Check out what happened when Daryl Lindsey of The Everygirl ate vegan for a week!
Confession time, Everygirls: I am not a vegan.
I like burgers. I like steak. I like eggs and bacon for breakfast. I am the un-vegan-iest. I am probably the meatiest meat-eater there ever was.
All that being said, I’ve felt for a long time that I needed to make some major changes in my diet. Having spent the last year of my life working 50+ hours a week and renovating a home, stress, and being “too busy” have wrecked my metabolism and caused me to lose track of healthy eating. I gained about 30 pounds and sunk into a pretty serious depression.
I knew it was time for some big changes. After switching out my high-stress TV news job for still-stressful-but-manageable freelance writing, my diet was the next big item to tackle on the list.
Though I didn’t (and still don’t) plan to commit to veganism long-term, I knew I needed to refocus on a more plant-based diet and stop turning to takeout as an easy fix.

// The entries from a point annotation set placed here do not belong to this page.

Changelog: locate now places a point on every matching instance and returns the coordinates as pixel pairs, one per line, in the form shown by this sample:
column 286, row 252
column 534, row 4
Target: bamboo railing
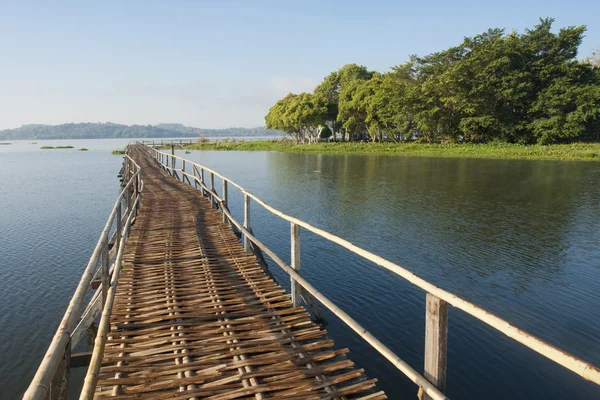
column 102, row 271
column 432, row 382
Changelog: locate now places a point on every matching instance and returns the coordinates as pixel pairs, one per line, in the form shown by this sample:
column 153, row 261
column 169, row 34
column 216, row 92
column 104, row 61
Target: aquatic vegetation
column 573, row 151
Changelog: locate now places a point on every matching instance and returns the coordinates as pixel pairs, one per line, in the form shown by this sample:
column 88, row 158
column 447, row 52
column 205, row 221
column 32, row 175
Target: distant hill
column 109, row 130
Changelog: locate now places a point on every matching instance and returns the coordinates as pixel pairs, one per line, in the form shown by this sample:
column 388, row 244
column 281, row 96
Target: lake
column 519, row 238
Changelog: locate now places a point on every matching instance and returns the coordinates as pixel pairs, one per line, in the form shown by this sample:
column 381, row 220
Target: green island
column 573, row 151
column 56, row 147
column 495, row 95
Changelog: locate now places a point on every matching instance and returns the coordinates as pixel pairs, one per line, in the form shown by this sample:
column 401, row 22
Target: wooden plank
column 79, row 360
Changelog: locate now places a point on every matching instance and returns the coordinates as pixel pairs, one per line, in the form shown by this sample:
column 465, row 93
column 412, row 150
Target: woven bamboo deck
column 197, row 317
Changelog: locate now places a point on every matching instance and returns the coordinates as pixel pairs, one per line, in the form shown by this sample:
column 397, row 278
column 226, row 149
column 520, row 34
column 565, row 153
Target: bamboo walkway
column 197, row 317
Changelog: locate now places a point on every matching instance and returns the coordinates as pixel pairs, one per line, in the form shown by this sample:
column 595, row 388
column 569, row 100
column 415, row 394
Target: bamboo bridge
column 188, row 309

So, even though my husband got wide-eyed and looked at me like I was crazy when I told him what I was doing, I set out to eat vegan for seven days to reset my mindset and my system.
This is my story.
My Shopping List
First things first, I needed to stock my fridge and pantry. I was going into this blindly, so I spent about 30 minutes researching recipes (which I’ll share below) and compiling my shopping list. The prices I’ve included here are from Trader Joe’s in Salt Lake City, but I expect you’ll find similar items and pricing at your local grocer.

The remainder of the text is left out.